Nach den Kauübungen hab ich mich dann an die Mahlzeiten gewagt. Ich frühstücke nun auch täglich. Durch meinen nächtlichen Schlaf habe ich morgens sogar Hunger. Früher hat die nächtliche Schokolade mir ein Sättigungsgefühl gegeben, so dass ich nie einen Bissen runter gekriegt habe. Heut esse ich morgens Müsli, Joghurt und an den Wochenenden sogar Ei, Omelett und Dinkel-Brötchen. Mittags esse ich mittlerweile auch immer was. Nur am Vesper muss ich noch arbeiten. Da habe ich noch keine feste Größe für mich gefunden. Aber immerhin komme ich auf 3 regelmäßige meist gesunde Mahlzeiten. 

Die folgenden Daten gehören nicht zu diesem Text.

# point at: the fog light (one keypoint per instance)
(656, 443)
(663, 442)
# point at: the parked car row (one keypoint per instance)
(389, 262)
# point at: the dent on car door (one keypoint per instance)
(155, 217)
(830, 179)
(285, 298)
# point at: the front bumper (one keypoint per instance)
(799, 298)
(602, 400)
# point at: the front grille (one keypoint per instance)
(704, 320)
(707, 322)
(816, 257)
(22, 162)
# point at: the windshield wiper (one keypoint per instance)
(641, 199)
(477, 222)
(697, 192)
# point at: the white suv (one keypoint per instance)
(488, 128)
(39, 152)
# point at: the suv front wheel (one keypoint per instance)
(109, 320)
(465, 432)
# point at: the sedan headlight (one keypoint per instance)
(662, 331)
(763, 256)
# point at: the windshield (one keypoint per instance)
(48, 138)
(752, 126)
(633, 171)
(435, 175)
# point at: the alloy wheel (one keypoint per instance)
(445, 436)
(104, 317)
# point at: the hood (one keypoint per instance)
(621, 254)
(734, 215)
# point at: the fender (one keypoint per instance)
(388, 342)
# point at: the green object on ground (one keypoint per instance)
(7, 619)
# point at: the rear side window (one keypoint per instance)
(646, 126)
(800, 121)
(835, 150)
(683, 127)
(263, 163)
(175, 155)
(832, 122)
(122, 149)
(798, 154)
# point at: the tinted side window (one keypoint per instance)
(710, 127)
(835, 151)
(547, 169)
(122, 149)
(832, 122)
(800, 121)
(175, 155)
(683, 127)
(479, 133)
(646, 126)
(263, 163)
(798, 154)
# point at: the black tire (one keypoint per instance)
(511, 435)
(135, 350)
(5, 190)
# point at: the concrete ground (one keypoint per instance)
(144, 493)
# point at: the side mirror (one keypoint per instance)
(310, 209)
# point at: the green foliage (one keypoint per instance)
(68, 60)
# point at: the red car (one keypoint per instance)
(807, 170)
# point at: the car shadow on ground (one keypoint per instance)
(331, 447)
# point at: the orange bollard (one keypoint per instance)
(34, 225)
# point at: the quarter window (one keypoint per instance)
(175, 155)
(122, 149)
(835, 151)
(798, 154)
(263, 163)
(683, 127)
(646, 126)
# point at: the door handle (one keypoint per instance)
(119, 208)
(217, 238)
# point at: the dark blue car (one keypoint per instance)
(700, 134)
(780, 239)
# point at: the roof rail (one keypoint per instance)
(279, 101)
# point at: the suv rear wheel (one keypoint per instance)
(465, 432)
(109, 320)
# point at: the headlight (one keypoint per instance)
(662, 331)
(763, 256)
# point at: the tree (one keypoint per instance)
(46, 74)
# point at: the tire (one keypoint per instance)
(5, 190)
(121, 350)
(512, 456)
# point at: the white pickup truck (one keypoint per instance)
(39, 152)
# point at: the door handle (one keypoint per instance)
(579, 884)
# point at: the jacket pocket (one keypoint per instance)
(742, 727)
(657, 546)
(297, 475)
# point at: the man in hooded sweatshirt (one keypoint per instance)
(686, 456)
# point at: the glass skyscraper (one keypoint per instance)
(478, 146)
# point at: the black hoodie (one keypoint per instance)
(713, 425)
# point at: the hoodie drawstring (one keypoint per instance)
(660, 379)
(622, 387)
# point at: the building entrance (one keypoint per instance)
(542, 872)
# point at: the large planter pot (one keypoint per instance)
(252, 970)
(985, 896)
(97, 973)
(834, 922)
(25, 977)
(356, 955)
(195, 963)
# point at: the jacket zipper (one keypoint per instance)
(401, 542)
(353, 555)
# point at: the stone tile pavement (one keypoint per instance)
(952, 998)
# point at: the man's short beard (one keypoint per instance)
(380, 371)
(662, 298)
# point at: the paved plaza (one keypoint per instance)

Ihr seht, mehrere Faktoren einfach nur zur gegebenen Zeit richtig an sein Essverhalten angepasst, erzielen mehr Wirkung als die krasse Diät und Reduktion aller Sünden gleichzeitig.

Ich persönlich bin einfach stressfreier und habe auch mehr Power für den Sport, denn die aktive Bewegung sorgt dann noch für meine bessere Erholung im Schlaf.